Reblogged from Bring the heat, Bring the Stupid:
The complete movie adaptation of Nicholas Monserrat’s fantastic book of the Battle of the Atlantic.
I don’t know how long the video will stay up, so catch it now!
Posted at my place. Enjoy.
Reblogged from Bring the heat, Bring the Stupid:
The complete movie adaptation of Nicholas Monserrat’s fantastic book of the Battle of the Atlantic.
I don’t know how long the video will stay up, so catch it now!
Filed under Uncategorized
The book is indeed fantastic; highly recommended reading. Also excellent is Monserrat’s “The Kappilan of Malta,” which interweaves the WWII siege and defense of Malta with the earlier history of the island.
Awesome novel I read when I was but a teen. (40+ and holding now)
Never had the opportunity to see the film adaptation.

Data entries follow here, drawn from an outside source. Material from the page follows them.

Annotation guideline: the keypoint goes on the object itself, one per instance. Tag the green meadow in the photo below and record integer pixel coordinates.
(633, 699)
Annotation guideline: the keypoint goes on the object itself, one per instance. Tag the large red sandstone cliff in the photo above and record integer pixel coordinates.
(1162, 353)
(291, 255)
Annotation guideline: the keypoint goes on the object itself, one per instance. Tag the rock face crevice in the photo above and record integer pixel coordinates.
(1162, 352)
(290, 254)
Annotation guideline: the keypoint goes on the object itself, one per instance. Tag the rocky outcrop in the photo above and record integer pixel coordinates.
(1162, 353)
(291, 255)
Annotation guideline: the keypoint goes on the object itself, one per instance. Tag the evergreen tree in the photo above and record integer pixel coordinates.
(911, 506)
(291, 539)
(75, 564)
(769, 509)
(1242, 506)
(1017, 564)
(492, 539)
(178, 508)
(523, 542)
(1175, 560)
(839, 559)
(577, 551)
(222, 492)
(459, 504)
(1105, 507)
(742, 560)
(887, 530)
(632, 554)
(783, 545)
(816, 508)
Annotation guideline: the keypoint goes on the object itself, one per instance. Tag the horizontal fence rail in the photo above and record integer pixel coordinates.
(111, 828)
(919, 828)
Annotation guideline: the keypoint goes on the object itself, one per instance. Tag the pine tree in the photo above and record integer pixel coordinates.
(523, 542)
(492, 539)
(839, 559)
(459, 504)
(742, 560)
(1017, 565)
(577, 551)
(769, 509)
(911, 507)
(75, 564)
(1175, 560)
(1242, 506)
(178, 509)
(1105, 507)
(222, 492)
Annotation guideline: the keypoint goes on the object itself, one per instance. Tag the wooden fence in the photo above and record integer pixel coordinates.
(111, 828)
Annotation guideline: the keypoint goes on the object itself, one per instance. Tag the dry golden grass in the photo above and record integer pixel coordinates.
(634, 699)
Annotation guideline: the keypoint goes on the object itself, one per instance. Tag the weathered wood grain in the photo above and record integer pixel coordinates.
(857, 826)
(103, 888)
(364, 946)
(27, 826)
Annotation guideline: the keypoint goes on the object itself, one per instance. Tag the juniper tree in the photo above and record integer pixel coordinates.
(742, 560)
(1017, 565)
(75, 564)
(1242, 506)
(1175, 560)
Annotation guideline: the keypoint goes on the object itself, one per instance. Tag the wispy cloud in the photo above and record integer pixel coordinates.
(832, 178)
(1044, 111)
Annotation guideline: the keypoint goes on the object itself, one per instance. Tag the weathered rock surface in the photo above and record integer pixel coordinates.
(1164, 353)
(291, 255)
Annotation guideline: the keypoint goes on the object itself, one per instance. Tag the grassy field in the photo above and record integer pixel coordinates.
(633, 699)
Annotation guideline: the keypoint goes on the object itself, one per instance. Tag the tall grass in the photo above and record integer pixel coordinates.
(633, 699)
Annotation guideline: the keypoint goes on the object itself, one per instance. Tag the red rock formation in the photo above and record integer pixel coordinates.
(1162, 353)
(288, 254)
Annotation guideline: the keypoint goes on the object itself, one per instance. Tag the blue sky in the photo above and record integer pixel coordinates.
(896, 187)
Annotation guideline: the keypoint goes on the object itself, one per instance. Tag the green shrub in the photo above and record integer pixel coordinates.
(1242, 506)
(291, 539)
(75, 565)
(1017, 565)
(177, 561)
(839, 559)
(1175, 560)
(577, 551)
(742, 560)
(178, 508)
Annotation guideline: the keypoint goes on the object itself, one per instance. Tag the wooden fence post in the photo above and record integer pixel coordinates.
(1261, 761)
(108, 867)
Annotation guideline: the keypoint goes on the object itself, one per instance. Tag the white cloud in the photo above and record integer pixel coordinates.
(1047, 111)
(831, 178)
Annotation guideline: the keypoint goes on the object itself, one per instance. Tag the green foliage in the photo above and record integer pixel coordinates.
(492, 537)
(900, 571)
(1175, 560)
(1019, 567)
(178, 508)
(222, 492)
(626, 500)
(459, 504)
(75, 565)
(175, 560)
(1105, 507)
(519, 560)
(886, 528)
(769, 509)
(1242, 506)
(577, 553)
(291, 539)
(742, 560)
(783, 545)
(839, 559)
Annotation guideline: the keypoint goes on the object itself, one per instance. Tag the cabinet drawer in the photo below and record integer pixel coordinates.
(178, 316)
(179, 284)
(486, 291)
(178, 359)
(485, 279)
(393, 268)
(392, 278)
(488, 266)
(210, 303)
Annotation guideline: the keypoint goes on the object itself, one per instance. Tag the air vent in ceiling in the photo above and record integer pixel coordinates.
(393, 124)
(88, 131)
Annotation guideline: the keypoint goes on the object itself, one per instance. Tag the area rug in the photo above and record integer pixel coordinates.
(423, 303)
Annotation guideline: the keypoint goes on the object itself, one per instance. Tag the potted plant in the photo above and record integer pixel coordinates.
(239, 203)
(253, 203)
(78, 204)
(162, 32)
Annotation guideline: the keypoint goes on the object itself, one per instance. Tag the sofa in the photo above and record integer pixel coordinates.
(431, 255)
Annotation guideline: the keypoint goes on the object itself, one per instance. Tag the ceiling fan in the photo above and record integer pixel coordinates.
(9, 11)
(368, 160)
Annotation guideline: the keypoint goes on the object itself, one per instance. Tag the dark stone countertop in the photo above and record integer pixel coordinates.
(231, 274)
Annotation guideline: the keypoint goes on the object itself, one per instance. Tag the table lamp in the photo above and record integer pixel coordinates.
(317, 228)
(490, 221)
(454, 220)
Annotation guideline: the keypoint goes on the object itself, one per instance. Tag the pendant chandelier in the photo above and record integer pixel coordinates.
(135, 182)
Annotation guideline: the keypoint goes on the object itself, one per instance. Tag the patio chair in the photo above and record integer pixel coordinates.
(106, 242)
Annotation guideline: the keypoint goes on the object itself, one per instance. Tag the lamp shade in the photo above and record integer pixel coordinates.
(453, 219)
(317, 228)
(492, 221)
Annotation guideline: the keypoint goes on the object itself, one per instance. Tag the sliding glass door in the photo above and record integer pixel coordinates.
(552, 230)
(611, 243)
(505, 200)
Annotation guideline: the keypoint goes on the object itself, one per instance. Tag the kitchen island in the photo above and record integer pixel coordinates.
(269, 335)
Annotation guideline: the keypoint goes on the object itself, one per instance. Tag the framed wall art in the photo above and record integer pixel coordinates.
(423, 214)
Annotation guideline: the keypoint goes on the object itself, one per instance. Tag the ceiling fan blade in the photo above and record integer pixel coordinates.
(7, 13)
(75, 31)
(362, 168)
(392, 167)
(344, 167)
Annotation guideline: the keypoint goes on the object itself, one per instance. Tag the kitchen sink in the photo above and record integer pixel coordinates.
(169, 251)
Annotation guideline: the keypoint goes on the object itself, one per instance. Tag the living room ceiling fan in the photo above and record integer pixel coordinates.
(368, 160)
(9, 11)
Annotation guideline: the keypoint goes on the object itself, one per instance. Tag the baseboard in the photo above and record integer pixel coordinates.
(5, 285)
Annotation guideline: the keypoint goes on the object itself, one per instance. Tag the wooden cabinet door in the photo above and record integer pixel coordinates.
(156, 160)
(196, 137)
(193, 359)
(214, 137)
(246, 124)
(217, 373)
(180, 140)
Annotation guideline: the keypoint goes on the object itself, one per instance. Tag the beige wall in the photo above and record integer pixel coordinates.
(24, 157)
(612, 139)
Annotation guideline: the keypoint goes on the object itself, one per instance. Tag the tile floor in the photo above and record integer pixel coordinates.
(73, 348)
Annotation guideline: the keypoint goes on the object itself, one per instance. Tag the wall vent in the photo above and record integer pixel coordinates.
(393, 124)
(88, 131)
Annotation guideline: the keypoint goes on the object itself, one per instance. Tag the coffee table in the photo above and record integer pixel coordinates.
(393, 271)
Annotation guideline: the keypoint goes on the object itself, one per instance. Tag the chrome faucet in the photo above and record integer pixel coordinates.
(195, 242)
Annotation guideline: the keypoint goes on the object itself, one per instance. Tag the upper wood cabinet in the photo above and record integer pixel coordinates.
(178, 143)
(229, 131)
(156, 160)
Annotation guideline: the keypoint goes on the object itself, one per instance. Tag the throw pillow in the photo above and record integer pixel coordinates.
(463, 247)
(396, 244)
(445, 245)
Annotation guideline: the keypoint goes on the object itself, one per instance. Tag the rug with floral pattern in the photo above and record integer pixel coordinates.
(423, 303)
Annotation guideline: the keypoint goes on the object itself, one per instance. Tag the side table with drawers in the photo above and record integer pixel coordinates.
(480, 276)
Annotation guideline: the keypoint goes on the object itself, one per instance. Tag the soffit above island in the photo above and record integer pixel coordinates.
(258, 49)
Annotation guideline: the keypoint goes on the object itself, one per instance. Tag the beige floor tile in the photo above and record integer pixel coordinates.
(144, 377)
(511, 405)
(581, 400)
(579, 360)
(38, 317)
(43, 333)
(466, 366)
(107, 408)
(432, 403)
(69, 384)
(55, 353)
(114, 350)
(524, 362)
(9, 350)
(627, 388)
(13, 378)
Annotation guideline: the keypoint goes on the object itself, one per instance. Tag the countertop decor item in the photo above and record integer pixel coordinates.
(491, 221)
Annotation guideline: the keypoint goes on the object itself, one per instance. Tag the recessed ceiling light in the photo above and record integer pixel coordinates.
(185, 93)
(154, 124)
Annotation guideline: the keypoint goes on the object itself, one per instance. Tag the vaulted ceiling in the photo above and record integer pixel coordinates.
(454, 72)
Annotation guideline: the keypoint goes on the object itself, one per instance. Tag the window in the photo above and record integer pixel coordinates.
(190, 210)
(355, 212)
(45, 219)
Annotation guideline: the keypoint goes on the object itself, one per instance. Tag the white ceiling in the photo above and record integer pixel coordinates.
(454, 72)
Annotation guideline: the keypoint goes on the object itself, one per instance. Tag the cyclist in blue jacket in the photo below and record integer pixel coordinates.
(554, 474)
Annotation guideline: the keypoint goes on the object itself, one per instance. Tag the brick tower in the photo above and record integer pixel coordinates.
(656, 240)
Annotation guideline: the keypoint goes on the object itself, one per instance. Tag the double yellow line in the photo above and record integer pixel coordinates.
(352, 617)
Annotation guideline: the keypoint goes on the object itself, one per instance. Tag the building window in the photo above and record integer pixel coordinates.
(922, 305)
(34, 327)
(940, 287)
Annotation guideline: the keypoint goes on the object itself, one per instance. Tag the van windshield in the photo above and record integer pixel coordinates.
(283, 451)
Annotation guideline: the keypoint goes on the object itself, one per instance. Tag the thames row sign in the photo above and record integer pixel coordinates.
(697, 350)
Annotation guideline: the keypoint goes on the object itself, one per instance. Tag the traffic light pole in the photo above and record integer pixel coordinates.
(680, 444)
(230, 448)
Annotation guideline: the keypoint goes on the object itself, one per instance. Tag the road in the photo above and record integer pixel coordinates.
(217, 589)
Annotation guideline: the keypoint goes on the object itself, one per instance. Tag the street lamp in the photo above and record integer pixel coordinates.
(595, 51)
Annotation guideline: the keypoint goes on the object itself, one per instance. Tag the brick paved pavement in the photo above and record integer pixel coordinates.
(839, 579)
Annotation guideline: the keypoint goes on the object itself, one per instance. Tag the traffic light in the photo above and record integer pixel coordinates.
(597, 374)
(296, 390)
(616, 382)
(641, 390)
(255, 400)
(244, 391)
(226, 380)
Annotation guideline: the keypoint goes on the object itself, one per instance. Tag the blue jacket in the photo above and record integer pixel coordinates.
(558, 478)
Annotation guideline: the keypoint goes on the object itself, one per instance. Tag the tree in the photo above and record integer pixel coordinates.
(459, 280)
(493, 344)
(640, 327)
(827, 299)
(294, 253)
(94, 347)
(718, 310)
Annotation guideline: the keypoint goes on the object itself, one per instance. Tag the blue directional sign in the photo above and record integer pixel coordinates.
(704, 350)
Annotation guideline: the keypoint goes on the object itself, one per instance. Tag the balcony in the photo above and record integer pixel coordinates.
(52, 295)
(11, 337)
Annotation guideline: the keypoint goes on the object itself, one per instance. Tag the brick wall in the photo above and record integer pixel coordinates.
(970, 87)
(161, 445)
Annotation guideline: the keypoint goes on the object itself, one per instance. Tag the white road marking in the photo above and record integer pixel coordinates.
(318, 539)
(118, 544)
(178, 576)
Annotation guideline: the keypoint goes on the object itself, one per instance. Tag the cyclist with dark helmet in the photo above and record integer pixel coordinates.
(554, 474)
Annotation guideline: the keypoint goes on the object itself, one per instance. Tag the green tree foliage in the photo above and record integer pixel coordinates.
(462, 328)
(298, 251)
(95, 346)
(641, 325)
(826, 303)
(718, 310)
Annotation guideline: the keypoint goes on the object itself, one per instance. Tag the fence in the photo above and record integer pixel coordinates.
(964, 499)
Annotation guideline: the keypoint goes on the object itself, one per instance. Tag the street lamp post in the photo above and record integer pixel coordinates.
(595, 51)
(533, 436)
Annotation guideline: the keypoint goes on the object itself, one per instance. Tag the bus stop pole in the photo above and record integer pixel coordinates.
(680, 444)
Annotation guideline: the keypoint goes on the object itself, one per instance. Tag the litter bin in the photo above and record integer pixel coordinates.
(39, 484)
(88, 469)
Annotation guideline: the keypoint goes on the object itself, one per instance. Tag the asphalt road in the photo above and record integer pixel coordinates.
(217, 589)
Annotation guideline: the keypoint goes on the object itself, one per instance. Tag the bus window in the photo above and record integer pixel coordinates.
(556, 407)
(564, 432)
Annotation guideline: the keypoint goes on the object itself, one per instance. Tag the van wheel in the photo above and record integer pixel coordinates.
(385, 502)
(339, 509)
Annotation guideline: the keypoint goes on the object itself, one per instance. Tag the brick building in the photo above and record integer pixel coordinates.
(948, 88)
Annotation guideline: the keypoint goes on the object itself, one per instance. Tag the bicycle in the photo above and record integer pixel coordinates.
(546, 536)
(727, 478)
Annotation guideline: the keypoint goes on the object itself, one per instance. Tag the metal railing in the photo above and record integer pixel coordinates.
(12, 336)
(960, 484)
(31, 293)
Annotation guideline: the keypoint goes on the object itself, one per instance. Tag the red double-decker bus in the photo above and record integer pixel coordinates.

Thanks for the post and link.
Also worth noting – and I posted this in comments at Brad’s place as well – the video can stick around for as long as you want it to, with a little website called KeepVid.com …
As did eg23sailor, I read Cruel Sea in my teens. The first book I ever read about war and certainly one of the best of the many I have read since. I still have the copy. Never saw the movie version. Many thanks.
IIRC, the first (or among the first) books I read about war were the early Alistair MacLean novels: HMS Ulysses, The Guns of Navarone, and South by Java Head. (His books went downhill from there.) I still remember the first book I ever read about subs: Nautilus 90 North. I think I was in grade school. Got it from my local library. Wiki says it was first published in 1959, so that would be about right.
I can’t remember what I had for breakfast this morning, but I can remember books that I read fifty+ years ago. Funny how the mind works.
For non-fiction book lovers, Black May by Michael Gannon is an excellent book about the war in the North Atlantic in May ’43.
tp://amzn.com/1591143047
I’ve read Gannon’s “Operation Drumbeat”. If Black May is as good as that, then I got some adding to do for my reading list.
I would also recommend Homer Hickam’s “Torpedo Junction” as well.
(Yes, the same Homer Hickam NASA Rocket scientist portrayed by Jake Gyllenhaal in the 1999 Fillm “October Sky”) Turns out in addition to being a NASA Scientist, he’s quite the Historian too. Torpedo Junction focuses on the U-Boat war of the US Eastern Seaboard.
Historical Note: More ships (both in numbers and tonnage) were sunk just off the US East Coast than in the “Western Approaches” to Britain.
I read the book as a young Airman Apprentice while on my very first deployment in 1974. Classic one about the sea and those who serve in Men of War.
The movie was seen on a late show while pier side at Norfolk VA late one night with quite a few of us in our cramped little lounge in V-1 Berthing aboard The Good Ship USS Independence CV-62.
Walker RN. A legend. http://www.bbc.co.uk/history/ww2peopleswar/stories/24/a5024224.shtml
Excellent little bit of history. I love reading stories such as this. keeping history alive.
Walker RN… great man.
As opposed to another Walker from the USN
http://www.usni.org/magazines/navalhistory/2010-06/navys-biggest-betrayal
@cg23sailor: I heard that the book was based, in part, on Walker.